Maybe this will work. Again, it's fine. But this is Ruby, so we can do better than fine.
Object#to_enum is a method available on any object. You give it a method name and arguments and it returns an Enumerator. Whenever that Enumerator is enumerated, it will call the method you gave it, on the object you called it on, with the arguments you gave it, and it will pass along anything your method yields as the next value of the Enumerator.
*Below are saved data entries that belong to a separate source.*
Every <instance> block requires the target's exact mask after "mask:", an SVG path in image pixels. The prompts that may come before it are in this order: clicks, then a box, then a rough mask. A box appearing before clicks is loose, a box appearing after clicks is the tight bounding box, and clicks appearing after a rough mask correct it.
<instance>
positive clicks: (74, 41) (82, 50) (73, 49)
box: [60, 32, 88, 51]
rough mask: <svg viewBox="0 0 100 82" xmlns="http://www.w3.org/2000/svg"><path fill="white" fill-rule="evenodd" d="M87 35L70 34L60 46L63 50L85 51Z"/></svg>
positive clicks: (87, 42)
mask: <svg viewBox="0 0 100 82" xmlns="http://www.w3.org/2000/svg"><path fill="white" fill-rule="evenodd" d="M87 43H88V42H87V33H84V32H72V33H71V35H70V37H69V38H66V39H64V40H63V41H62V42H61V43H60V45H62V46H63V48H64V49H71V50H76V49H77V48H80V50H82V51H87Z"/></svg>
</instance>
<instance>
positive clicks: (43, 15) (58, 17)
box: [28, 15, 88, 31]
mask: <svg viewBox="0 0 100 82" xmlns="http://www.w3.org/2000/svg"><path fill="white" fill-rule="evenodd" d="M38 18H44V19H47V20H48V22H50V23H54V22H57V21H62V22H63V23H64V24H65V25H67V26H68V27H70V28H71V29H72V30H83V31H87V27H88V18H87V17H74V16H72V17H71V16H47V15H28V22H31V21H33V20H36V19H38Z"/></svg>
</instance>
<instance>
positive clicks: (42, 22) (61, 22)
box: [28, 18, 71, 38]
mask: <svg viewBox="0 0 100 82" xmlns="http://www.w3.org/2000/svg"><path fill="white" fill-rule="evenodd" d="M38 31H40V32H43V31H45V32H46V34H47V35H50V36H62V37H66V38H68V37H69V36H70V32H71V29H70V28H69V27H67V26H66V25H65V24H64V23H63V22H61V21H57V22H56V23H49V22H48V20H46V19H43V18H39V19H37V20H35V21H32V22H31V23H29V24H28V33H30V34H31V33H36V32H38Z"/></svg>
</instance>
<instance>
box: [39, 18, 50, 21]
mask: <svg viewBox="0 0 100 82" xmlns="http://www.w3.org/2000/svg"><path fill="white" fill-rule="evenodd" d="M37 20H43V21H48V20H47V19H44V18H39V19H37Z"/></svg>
At first, it's hard to see how this is useful. In practice, this means you can capture the arguments a method was called with, but defer needing the block the method yields to until the part that processes your data needs it.
Using to_enum
, the caller can now look like this:
def show
client = Client.new(stream: stream?)
response = client.get(query: params[:query], context: params[:context])
if stream?
stream_response response
else
render json: { text: response }
end
end
def stream_response(response)
# all kinds of setup work
response.each do |chunk|
# stream each chunk to browser as it arrives
end
# all kinds of teardown work, stream error handling, etc.
end
client.get
now returns either a string or an Enumerator. If it's an Enumerator,
it will yield each part of the response as it's received. Because this code no
longer needs the block at the same time as the arguments, all of the logic around
streaming a response can go somewhere else. This is much less tangled up than the
last version. How is this possible? By using to_enum
in the client when it's not
given a block:
class Client
def initialize(stream:)
@stream = stream
end
def get(query:, context:, &block)
if @stream
get_stream(query, context, &block)
else
get_burst(query, context)
end
end
def get_stream(query, context, &block)
return to_enum(:get_stream, query, context) unless block_given?
some_api_request do |chunk|
# ...
yield chunk
end
end
def get_burst(query, context)
# nothing interesting here, just a basic request and response
response
end
end
If the client is in streaming mode and isn't given a block, get_stream
returns an Enumerator that calls get_stream with a block. The yielded chunk
is passed back through to the Enumerator when the caller, or any other code that
the caller hands the Enumerator to, uses it.
This pattern — decoupling the place where you need the arguments from the place where you have the block — becomes even more powerful the further apart those places are separated. It's a nice pattern to understand, and it's possible because of Enumerators.
Enumerators can be tricky at first. It's hard to see the use when you read about them in the docs. But they have an amazing ability to wrap Ruby code into objects that take advantage of the full power of Enumerable methods. It's valuable to use the knowledge you already have in more places, and Enumerators will help you do exactly that.